-"Neymiş o hayallerin ve geleceğin?"

Diyen babasına sinirle baktı ve hızla yanıma gelip beni ayağa kaldırdıktan sonra elimi tuttu ve kenetli ellerimizi ailesine gösterdi.

-"İşte benim geleceğim bu. Luke. Hayalimiz ise evlenmek." dediğinde ağzım açık ona bakıyordum. Mr. ve Mrs. Johnson da duymuştu ve bu hiç iyi değildi.

-"Bu sadece bir lise aşkı Edward. İki ay sonra dönüp bakmayacaksın bile. Ayrıca bu şekilde yaşayabileceğini mi sanıyorsun? İleride senin durumunu öğrenen herkes iğrenerek senden kaçacak. Sana yardım etmeye çalışıyoruz burada. Gelecekte yalnız mı kalmak istiyorsun?" diyen babasına iğrenerek baktım.

-"Birincisi benim adımı sakın ağzına alma. İkincisi ise, gelecekte yalnız olacak olmamdan size ne? Siz benim ailem değilsiniz, ben de sizin oğlunuz değilim."

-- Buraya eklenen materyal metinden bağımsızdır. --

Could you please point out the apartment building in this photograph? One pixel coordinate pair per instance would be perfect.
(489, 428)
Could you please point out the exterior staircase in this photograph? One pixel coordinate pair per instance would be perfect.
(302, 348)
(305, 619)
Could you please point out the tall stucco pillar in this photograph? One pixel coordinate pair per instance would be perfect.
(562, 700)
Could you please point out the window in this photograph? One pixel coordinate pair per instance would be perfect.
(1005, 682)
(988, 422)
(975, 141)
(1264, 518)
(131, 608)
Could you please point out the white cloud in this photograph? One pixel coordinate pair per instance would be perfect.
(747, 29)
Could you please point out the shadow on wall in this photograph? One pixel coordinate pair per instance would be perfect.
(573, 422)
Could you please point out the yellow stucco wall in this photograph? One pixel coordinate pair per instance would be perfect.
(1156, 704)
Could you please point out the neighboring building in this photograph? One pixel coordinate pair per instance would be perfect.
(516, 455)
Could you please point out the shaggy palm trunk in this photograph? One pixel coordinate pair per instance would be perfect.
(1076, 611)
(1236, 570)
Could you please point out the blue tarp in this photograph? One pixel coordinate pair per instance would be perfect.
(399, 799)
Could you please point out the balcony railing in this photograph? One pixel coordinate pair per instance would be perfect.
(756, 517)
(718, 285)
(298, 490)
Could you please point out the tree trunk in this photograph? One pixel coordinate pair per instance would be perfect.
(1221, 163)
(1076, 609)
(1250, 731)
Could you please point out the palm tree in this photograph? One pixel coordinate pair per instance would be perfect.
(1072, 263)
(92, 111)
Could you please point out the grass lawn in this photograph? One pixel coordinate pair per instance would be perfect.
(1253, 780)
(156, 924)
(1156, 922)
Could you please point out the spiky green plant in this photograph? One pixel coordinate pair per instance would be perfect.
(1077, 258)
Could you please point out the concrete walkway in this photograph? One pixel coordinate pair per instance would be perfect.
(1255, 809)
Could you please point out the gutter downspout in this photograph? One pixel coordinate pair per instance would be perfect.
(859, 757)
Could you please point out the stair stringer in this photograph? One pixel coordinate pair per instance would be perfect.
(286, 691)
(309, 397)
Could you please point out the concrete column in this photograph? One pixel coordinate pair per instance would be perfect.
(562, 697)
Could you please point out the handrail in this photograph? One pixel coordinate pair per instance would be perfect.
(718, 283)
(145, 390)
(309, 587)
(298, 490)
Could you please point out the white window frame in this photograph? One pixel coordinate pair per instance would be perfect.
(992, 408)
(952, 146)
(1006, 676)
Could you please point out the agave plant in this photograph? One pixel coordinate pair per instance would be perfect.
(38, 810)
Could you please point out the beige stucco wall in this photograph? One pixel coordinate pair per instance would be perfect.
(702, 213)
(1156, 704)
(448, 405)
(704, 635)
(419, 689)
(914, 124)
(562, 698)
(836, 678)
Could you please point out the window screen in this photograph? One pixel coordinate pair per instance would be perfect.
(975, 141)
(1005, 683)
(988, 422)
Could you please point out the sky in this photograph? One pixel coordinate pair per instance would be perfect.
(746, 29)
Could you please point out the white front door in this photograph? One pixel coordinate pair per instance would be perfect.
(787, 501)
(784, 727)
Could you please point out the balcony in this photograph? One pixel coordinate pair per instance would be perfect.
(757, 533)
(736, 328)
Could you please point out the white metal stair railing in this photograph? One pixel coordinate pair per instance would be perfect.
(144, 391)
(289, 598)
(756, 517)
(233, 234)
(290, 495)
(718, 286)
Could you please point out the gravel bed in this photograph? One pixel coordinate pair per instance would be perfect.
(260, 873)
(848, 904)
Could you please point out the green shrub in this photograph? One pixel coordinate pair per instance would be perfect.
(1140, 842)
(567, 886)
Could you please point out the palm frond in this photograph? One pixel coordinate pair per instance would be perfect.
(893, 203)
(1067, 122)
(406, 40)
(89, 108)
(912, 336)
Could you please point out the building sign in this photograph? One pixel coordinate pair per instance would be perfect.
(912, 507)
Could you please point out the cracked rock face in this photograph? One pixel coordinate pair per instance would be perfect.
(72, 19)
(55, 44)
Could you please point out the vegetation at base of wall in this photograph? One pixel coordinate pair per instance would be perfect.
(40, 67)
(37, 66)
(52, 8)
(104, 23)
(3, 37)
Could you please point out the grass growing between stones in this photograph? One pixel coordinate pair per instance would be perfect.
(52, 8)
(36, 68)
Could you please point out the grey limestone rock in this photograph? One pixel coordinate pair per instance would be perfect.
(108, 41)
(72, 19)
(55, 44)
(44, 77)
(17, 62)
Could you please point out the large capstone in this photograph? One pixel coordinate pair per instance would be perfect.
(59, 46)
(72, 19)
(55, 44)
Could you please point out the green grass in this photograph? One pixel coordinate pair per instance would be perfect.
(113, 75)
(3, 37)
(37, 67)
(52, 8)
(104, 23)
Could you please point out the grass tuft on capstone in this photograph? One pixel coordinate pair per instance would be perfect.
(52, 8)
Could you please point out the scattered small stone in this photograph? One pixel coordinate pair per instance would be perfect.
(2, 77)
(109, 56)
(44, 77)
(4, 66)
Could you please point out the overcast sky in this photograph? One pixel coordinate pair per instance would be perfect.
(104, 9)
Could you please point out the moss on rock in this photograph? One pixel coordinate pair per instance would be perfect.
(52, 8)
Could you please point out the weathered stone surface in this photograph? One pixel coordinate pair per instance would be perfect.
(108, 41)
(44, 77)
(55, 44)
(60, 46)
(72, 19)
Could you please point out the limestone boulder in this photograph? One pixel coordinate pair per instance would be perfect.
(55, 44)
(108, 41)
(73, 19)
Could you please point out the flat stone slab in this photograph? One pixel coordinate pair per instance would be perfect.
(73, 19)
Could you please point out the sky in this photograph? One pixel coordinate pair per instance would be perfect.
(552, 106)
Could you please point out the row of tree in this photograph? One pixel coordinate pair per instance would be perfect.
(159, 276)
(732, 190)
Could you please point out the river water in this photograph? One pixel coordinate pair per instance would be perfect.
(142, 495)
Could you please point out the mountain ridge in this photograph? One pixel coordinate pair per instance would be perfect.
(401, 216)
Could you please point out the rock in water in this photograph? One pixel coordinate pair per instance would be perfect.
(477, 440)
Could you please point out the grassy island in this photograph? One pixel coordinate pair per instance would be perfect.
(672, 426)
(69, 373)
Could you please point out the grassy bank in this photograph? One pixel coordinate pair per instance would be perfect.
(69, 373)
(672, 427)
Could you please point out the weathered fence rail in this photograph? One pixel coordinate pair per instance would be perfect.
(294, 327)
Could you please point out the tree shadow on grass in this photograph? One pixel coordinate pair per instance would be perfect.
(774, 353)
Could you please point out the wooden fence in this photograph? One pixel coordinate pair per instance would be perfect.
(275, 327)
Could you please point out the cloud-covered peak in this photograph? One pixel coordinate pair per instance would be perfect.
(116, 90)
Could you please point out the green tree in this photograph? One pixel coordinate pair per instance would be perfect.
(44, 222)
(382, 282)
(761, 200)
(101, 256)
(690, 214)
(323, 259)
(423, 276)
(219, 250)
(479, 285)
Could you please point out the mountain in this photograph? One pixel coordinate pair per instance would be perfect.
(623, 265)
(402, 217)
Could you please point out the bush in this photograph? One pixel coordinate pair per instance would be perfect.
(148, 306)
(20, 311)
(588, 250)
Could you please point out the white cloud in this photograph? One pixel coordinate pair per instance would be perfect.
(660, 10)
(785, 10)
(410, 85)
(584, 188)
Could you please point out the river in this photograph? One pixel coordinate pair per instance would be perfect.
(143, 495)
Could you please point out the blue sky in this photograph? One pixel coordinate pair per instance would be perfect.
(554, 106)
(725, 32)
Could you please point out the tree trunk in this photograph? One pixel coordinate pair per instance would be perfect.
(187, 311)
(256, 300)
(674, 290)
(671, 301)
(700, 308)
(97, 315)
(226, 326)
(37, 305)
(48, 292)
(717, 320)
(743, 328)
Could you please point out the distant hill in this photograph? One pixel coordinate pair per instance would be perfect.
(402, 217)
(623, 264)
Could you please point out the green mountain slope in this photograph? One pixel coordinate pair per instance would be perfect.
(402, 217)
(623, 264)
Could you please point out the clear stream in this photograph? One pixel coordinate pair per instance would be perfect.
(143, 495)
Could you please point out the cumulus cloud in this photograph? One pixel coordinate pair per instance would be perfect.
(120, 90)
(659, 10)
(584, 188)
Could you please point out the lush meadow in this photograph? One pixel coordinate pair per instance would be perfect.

-"Hem yalnız da olmayacak." diye olaya katıldım. Sanırım biraz maceradan bir sorun çıkmazdı. Ne kaybedecektim ki?..

-"Oğlumun ilk sevgilisi olman bir şeyi değiştirmez ufaklık. Sana da yazık, iyileşme şansınız varken birbirinizi daha da kötü duruma düşüyorsunuz." diyen babasına sinirle baktım.

-"Burada kötü durumda olan tek şey sizlersiniz." deyip ikisini gösterdim. "Sizin gibi eşcinsellerden tırsan kişiler bize rahat vermiyorlar asıl. Bizim sizden bir farkımız mı var?" derken çok sinirliydim. Bunu Edward elimi acıtacak kadar sıkınca fark ettim.

-"Yaşına göre fazla büyük konuşuyorsun evlat. Buraya oğlumu almaya geldim ve değil sen, üvey ailesi bile kurtaramaz."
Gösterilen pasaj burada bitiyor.